Twenty years ago I was between hobbies and needed stimulation, so my wife booked me on a night class in basic welding to get me out of the way. I was not too bothered but realised that I was being sent.
I lit my gas torch and knew instantly that this what I needed to. Weird life changing moment. I then started dabbling with sculpture making rough ornaments for friends gardens and my skills grew until I was making a part time living from it. I then packed in my day job. The plankton thing happened by accident. I grew up watching Jacques Cousteau on TV as a kid and it left with a 'thing' about the oceans. I had dabbled in sculptures of fish, and while browsing the internet I kept coming across images of plankton, mostly the work of who else but Ernst Haeckel but also a lot of scanning electron microscope images. I always put interesting pictures on my 'Inspiration Wall' so that I see them everyday and seem to think about them in my subconscious. I had a picture of a Saddle Diatom that kept coming back to bother me. Then one day the shape suddenly unravelled in my head to show it's shape as a two dimensional projection.
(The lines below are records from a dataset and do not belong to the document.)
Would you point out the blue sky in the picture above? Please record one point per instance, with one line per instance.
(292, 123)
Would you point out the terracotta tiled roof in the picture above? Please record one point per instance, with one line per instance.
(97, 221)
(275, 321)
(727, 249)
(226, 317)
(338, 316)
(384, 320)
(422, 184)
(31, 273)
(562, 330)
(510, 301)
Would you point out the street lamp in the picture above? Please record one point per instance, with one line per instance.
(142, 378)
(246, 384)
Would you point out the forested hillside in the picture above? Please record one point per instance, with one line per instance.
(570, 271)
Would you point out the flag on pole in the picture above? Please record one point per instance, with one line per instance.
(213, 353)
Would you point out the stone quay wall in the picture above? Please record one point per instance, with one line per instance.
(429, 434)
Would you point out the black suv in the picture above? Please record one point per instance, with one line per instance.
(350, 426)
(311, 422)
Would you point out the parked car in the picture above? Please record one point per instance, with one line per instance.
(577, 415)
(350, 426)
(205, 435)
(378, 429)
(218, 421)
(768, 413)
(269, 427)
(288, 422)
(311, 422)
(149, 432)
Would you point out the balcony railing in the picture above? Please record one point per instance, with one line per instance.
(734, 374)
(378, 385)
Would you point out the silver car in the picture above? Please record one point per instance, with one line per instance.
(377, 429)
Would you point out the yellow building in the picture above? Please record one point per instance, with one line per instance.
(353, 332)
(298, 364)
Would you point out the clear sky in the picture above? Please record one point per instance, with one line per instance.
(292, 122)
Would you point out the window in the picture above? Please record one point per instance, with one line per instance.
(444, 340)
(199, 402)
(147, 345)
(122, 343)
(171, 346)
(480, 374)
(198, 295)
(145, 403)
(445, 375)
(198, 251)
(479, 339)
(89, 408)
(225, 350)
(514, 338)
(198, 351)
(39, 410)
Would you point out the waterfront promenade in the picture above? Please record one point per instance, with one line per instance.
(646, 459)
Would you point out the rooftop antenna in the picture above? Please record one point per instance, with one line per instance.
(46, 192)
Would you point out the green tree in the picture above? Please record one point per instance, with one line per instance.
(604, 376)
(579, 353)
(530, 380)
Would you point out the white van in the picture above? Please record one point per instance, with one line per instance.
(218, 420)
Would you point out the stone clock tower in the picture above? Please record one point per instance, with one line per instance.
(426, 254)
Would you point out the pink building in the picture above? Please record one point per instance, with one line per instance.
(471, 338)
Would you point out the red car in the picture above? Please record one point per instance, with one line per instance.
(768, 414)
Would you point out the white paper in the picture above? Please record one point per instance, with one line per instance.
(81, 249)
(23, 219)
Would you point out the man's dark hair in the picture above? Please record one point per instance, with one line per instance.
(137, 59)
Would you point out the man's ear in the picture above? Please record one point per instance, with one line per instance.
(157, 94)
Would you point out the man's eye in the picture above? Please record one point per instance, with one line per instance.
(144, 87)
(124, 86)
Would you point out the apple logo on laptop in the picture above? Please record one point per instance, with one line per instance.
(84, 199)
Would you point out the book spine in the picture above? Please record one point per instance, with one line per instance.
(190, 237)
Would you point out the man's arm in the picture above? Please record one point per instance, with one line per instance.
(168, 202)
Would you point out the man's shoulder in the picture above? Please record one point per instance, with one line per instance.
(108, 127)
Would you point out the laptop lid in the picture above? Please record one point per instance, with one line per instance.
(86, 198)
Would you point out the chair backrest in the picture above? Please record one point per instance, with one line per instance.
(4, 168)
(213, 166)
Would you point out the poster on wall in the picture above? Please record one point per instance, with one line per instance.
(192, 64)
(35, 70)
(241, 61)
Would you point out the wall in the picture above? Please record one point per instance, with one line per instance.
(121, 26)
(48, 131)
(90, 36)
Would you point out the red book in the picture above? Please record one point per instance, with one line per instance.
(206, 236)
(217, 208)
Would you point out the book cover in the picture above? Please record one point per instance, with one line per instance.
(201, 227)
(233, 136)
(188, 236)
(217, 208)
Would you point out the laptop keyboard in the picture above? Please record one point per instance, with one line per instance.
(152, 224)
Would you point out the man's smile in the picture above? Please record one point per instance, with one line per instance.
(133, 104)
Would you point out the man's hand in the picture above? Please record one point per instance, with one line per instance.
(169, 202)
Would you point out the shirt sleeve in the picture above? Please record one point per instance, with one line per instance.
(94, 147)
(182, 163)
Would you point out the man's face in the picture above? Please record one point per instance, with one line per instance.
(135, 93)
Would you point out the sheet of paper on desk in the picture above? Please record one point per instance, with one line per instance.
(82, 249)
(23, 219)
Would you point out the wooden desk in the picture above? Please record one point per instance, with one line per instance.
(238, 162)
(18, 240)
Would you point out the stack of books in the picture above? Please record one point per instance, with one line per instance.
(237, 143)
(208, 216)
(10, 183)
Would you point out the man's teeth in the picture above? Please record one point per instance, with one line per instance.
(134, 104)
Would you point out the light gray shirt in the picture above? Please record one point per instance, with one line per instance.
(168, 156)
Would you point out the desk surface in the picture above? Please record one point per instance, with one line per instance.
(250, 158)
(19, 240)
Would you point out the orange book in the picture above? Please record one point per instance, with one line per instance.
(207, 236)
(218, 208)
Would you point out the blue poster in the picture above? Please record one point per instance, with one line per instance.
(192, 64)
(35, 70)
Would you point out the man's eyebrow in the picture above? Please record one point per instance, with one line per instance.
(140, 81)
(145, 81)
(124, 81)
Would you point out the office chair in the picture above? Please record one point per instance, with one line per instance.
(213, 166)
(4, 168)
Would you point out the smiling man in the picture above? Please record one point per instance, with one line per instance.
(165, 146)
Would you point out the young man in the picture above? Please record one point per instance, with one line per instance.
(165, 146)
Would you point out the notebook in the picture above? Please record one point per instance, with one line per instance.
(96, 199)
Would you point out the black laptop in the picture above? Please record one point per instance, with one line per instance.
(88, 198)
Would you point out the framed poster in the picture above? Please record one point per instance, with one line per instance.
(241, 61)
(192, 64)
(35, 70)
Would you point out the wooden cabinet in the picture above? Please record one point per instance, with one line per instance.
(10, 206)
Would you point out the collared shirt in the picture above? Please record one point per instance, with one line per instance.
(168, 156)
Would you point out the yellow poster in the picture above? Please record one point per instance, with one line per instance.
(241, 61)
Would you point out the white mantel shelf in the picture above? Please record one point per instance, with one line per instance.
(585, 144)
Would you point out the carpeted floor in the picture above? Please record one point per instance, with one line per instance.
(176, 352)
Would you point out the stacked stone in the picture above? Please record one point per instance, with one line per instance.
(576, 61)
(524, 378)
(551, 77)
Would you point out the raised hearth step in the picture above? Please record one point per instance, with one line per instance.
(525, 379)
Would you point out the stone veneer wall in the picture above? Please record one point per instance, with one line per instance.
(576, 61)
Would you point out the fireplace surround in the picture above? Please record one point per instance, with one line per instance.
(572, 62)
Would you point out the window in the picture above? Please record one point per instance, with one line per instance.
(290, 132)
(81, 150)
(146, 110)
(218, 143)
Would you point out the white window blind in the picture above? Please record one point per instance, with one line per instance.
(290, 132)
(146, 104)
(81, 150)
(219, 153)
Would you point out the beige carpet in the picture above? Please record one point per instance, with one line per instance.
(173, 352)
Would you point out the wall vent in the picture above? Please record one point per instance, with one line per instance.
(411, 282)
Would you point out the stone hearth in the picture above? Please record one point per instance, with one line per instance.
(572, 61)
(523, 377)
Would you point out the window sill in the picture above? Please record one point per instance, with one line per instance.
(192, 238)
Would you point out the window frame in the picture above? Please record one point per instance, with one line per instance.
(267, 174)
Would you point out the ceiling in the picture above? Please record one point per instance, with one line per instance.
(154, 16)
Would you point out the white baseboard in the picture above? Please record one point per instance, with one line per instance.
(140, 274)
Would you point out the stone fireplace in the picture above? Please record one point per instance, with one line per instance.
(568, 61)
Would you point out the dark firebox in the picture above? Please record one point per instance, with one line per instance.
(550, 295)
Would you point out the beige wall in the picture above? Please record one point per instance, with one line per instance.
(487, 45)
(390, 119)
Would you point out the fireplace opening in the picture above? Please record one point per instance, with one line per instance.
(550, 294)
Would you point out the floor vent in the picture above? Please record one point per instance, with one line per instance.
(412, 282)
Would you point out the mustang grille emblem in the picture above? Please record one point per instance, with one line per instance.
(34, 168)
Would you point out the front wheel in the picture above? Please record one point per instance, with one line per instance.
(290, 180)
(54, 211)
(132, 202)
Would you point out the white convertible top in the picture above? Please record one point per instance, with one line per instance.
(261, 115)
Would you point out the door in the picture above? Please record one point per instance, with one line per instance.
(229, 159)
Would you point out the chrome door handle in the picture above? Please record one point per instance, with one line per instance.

Weird.
I abandoned what I was doing and got started, no drawings or measurements. And amazingly five days later I had made it, no pile of rejected components. What I always think of as my first real piece of 'Art'. I took it outside and had my head messed with as I realised what I had made, and how from every angle it looks like a different thing. I dont know how it happened but felt very privileged to been able to make it. I was quite upset when it sold last year.

Anyway, that set me off and I spent more time looking at plankton, Radiolaria especially. I struggle to think of 'abstract' but these forms allow me to be in touch with abstract and yet be figurative at the same time. They also appeal to my lifelong obesssion with pattern, repetition and symetry (in music see Steve Reich). My second plankton piece is based loosely on Haeckel's drawings of Lamprocylas. I hope that people with an understanding of the subject might recognise it. This was also my first attempt at kinetic art, it was supposed to be able to gently sway when given a push. The actual movement was another fluke.

I can see these two being the start of a long running series, I am currently finalising ideas for the next one but it might take some time due to commission work getting in the way.